Reasons for shareholder disputes:
Common reasons for shareholder disputes are disagreement with the management or company’s direction, conflicts of interest or fraudulent activities. Above all removing a shareholder from a limited company is often rocky and it causes tension among business partners. Hence adding a dispute resolution clause in the shareholder’s agreement or articles can save a great deal of time and money.
1. Steps to handle disputes between shareholders:
The first course of action in the event of a dispute is mediation. Mediation through an independent neutral arbitrator avoids further dispute escalation. If mediation fails, the articles can have a structure that instructs shareholders to quit. During the negotiation, the minority shareholder can be offered fair value. If mediation fails, then drastic measures like winding up the company can be taken.
1.2. Winding up the company:
Winding up the company (company dissolution) would be the right option if a company is insolvent. Majority shareholders can initiate a voluntary liquidation and companies’ assets can be transferred to a new company excluding the departing shareholder.

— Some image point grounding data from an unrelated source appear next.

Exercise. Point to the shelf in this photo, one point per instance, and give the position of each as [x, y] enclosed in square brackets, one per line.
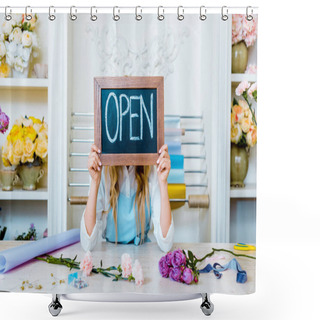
[249, 191]
[28, 83]
[238, 77]
[19, 194]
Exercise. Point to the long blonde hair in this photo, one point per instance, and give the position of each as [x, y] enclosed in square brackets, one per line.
[142, 194]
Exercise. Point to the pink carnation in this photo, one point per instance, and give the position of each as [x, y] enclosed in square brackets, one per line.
[126, 265]
[137, 273]
[86, 264]
[242, 87]
[251, 69]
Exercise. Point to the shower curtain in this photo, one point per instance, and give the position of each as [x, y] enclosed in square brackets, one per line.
[63, 80]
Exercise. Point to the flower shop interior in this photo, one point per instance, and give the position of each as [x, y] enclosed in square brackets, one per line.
[43, 82]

To wind up the company, a special resolution has to be passed with a 75% vote of the majority shareholders. This would be the best solution in certain situations though it is time-consuming and costly.
2. The death of a shareholder:
Many big companies include provisions in shareholders’ agreements to cope with a shareholder’s death. If a shareholder dies, the right to his shares may pass on to a named beneficiary under the terms of his binding declaration or will. The ownership to the shares has to be legally handed over to the inheritor by completing a stock transfer form.
Best advice to avoid such an ordeal is by drafting a valid shareholders agreement with all possible regulations. It helps to bypass any interruption and provides greater protection to shareholders.